Better sound and new digital options in store for listeners.
WEMU became the first public radio station in Michigan to broadcast in HD Radio, a new technology that combines historical analog signal generation and digital transmission at the same time on the same frequency.
Stations in the top thirteen US radio markets (covering approximately 60% of the US population), including Detroit, were encouraged to convert to the new technology as soon as possible and at least two commercial stations have done so. The Corporation for Public Broadcasting (CPB) also encouraged public stations in these markets to convert to HD Radio and provided equipment grants to those stations, which includes WEMU. WDET in Detroit, WUOM in Ann Arbor, and WKAR-FM in East Lansing also qualify for the grants and have also applied for funding, however WEMU is the first to make the conversion to HD Radio.

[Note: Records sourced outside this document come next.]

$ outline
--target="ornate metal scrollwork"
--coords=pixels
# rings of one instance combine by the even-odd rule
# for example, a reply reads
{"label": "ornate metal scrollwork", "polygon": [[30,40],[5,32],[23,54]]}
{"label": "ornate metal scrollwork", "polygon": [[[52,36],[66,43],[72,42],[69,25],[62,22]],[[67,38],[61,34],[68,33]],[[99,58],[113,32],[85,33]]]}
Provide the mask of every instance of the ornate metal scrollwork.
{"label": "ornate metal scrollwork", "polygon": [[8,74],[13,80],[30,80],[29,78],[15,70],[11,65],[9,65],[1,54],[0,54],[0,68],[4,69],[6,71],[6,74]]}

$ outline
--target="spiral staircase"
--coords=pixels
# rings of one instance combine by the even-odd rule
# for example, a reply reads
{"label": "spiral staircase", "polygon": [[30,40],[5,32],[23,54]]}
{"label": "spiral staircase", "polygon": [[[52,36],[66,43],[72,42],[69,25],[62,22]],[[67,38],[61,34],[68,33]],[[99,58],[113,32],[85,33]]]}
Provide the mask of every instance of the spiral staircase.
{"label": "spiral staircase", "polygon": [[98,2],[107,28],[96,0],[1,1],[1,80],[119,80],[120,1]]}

The new technology will not only improve the quality of sound, but it will also permit the addition of other services. HD Radio audio is comparable to satellite radio in its CD-like audio quality. Other services include expanded text capacity, including traffic, weather and news. There is also the potential for a station to provide a secondary radio service on the same frequency.
WEMU paid for its conversion to HD Radio with a $75,000 grant from CPB and with revenue received from renting space on its broadcast tower. Listener funds raised through WEMU?s on-air and mail fundraisers go to daily operating expenses and were not used for the conversion.